Your Work Shows Great Promise
This article first appeared in the March 2007 issue of Update, the newsletter of Washington Romance Writers.
While judging a recent package of contest entries, it hit me. I could place a check by “published judge” on the score sheet. A small thing, really, but with the change of my judging status came a much greater sense of responsibility.
During my long road to publication, I’d been on the other side of dozens of contest score sheets. Remarks from published judges made me sit up and take a bit more notice. After all, the published judges had what it took. They had the elusive “it” factor that I so desperately craved.
Truthfully, I looked everywhere for this prize, but it wasn’t dangling from the apple tree just waiting to be plucked. With the fervor of the newly baptized, I’d assumed I had “it” with my first manuscript, a manuscript that will never again see the light of day. My first critique group saw promise in my work, my second critique group identified the flaws in my writing.
Contest entries washed back up on my expectant shores, loaded with bad tidings. Poorly motivated characters. Insufficient conflict for a story this length. No distinct voice. Thank God for formatting points or I’d have bombed my first contests. But the news wasn’t all bad. The most helpful judges offered encouragement and insight about the writing sisterhood.
In those early days I didn’t realize how connected story elements had to be. But contest by contest, year by year, my writing improved and connected.

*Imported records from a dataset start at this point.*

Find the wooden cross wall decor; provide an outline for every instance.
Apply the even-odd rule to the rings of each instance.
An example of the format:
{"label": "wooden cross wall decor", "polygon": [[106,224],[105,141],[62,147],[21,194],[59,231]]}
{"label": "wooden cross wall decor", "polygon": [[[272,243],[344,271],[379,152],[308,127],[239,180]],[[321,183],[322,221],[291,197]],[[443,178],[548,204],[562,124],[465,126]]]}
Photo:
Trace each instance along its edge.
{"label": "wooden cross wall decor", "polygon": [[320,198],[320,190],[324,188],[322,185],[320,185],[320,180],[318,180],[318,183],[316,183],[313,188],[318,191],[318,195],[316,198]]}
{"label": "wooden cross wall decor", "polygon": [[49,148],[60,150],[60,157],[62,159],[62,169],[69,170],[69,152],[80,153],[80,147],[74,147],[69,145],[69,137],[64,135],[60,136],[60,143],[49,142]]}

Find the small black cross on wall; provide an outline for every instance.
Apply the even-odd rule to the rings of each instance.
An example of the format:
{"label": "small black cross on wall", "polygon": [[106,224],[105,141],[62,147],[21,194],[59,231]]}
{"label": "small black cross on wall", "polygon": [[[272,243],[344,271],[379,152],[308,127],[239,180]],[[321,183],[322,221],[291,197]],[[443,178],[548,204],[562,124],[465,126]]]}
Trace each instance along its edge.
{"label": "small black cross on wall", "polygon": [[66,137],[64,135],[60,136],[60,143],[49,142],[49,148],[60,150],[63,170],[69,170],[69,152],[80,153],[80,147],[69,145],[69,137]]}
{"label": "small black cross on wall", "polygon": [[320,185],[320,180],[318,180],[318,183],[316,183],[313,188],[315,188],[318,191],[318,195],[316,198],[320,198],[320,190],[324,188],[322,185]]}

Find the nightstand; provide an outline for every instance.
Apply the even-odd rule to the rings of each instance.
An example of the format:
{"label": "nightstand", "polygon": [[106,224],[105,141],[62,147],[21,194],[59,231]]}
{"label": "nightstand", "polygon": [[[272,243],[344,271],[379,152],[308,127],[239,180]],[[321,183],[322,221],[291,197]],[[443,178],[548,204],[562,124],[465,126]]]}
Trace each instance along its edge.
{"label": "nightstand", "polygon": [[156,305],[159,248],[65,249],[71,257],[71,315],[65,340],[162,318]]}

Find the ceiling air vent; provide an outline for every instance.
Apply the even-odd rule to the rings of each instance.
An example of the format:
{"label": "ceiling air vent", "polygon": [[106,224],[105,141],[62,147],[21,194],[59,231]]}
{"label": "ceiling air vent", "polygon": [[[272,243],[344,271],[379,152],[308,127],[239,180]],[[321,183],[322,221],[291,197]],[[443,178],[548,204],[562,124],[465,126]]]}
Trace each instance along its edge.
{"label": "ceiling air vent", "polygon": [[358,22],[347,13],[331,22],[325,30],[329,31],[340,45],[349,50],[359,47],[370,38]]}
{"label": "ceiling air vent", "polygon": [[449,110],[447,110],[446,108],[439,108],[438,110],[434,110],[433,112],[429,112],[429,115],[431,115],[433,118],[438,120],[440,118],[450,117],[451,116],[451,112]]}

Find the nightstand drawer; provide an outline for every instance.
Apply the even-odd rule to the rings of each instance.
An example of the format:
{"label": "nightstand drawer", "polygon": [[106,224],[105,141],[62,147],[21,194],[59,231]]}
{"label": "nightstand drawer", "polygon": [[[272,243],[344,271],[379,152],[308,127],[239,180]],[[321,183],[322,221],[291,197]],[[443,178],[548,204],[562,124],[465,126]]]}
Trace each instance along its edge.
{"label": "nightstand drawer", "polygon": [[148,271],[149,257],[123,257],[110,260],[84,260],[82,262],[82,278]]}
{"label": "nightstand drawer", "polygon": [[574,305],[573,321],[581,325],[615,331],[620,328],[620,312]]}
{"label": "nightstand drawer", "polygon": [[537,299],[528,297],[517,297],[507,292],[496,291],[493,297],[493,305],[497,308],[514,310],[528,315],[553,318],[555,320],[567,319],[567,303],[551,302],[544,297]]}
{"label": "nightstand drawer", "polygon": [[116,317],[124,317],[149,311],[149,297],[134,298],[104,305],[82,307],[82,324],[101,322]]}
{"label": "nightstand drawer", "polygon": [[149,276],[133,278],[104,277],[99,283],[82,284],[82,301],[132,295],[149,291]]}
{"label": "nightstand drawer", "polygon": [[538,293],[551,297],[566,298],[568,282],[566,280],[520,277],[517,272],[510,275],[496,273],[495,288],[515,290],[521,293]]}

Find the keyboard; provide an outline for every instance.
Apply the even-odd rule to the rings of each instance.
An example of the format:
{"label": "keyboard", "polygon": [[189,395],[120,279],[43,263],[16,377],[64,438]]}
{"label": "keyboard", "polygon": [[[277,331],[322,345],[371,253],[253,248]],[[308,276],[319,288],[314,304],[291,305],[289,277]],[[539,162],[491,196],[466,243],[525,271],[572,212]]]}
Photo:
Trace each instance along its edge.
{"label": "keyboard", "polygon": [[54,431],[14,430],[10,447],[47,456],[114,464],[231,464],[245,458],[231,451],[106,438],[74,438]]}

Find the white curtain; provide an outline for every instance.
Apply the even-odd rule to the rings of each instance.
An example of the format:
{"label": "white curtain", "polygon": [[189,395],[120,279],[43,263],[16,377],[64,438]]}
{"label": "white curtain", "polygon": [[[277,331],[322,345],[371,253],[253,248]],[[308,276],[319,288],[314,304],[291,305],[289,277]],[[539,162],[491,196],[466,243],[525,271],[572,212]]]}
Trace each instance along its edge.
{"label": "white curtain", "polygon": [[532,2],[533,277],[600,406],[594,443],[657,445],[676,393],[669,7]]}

As my plotting tightened, my characters’ motivations rang truer, and I wrote with passion.
Writing better and smarter won me two publishing contracts in three months, and the unparalleled thrill of a third publishing house writing me to ask for a submission. Granted, I’m a very tiny minnow in the ocean of publishing, but I’m swimming with the big guys.
Which brings me back full circle to those contest entries on my desk. Very few of us are born with “it;” most of us find it along the way. And I certainly had received my share of assistance. How could I make a difference in someone else’s writing? Could I help newbies avoid the mistakes I’d made?
Taking a leaf from the medical profession, I applied the standard of “first do no harm” to my published judgeship. Then I showed through examples some ways in which the entry could be strengthened, being careful not to overwhelm the writer with too much information or negativity. As I wrote, I realized the lessons I’d learned were meaningful because I’d learned them firsthand in the trenches. If this writer improved, it would be because she had gone out and learned how to be better, not because of any profound insight I shared.
Encouragement was needed. “It’s clear that you have a passion for your story,” I wrote on the score sheet. “Your writing shows great promise.” Then I checked off the box for published judge. I’d done my part. The rest was up to the writer.